Most often, during normal operation, the wellbore is filled with fluid which is typically an aqueous fluid, such as fresh water or produced brine. Fresh water or produced brine are used as they are readily available at the wellsite, however aqueous fluids are considered corrosive due to their inherent composition. As a result of brine content, dissolved gases or the presence of microbiological agents, aqueous fluids can pose a significant risk to carbon steel equipment, such as conventional tubulars and casing, with which they come into contact.
As previously introduced, it is well known to add chemical additives in various concentrations to reduce, or eliminate any or all of the above mentioned types of activity.

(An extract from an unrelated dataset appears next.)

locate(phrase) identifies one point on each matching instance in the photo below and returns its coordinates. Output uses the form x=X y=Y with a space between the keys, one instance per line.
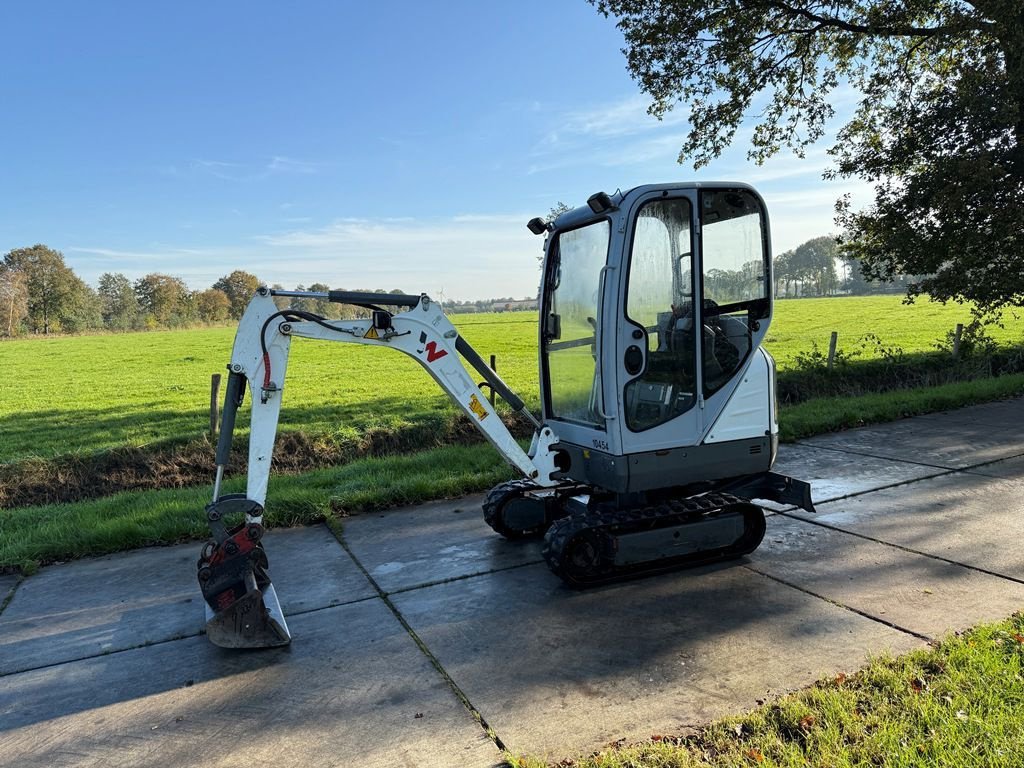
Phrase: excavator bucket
x=242 y=606
x=254 y=621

Additives of various types and chemistry are currently added to aqueous packer fluids. The purpose of these additives is to address the problems that can occur from the use of aqueous fluids in the annular space between the casing and the production tubing in completed oil and gas wells. Some of these additives include aqueous corrosion inhibitors, scale inhibitors, salt inhibitors, oxygen scavengers, non-emulsifiers and biocides. The additives may be added to either fresh or produced waters as well as to some non-aqueous hydrocarbon-based packer fluids, which may contain residual amounts of water. Use of chemicals prolongs the mechanical integrity of cased wellbores including production tubing strings and the casing annulus.

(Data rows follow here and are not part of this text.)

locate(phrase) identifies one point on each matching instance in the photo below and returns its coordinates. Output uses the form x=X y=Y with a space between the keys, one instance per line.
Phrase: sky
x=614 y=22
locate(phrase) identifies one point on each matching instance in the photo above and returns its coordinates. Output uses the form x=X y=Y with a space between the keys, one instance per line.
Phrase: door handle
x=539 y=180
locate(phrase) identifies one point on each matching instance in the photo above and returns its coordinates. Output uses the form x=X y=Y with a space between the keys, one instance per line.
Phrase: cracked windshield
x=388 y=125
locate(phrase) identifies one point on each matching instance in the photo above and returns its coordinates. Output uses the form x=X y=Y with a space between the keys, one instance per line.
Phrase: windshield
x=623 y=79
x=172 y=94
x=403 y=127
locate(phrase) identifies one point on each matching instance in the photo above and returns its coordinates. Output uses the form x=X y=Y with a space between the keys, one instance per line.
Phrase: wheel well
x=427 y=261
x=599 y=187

Typically fluids are selected and used for convenience of use, economics, availability, and industry acceptance. Such fluids, except in the case of untreated fresh H2O, can present significant ecological challenges and possibly affect wellbore integrity depending upon the additives used. Many additives, though able to effectively negate corrosion and bacterial problems, act to render the prior art packer fluids more environmentally unfriendly than they were as merely saturated brine.

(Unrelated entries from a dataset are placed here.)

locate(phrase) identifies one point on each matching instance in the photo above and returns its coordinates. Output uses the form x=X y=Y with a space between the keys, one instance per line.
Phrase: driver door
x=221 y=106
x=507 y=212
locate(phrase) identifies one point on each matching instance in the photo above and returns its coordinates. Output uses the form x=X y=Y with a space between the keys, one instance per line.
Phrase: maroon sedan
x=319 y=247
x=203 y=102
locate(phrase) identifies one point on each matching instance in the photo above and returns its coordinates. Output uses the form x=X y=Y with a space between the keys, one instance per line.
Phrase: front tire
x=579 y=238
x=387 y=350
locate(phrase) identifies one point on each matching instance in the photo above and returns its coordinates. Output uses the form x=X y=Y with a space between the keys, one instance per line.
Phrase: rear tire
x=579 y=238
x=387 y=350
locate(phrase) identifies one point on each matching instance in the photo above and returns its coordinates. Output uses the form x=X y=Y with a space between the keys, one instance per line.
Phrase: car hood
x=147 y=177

Others have attempted to improve environmental acceptability of packer fluids. U.S. Pat. No. 5,607,901 to Toups Jr. et al. teaches a thixotropic insulating fluid comprising an environmentally acceptable non-aqueous, continuous phase fluid which is non-corrosive. The mixture contains a polar organic solvent, a hydrophilic clay and a liquid non-aqueous, non-corrosive liquid which must be combined and mixed at the wellsite for a significant period prior to addition to the wellbore annulus. Toups Jr. et al. are concerned only with providing thermal insulation to the wellbore and do not contemplate additives to combat corrosion and the like. Applicant believes that any additives added to the fluid of Toups et al. would be dispersed throughout the fluid and to the surface and would therefore render the fluid environmentally unacceptable and hazardous to personnel.
Ideally, liquids used as packer fluids should have sufficient specific gravity to enable pressure stabilization of the producing formation, be solids free, resistant to viscosity changes over periods of time, and compatible with both wellbore and completion components and materials. Further, the fluid should be environmentally acceptable so as to minimize damage during use. The fluid should be economical and easily handled to effect cost savings in rig time and associated services, as well as chemical additive costs.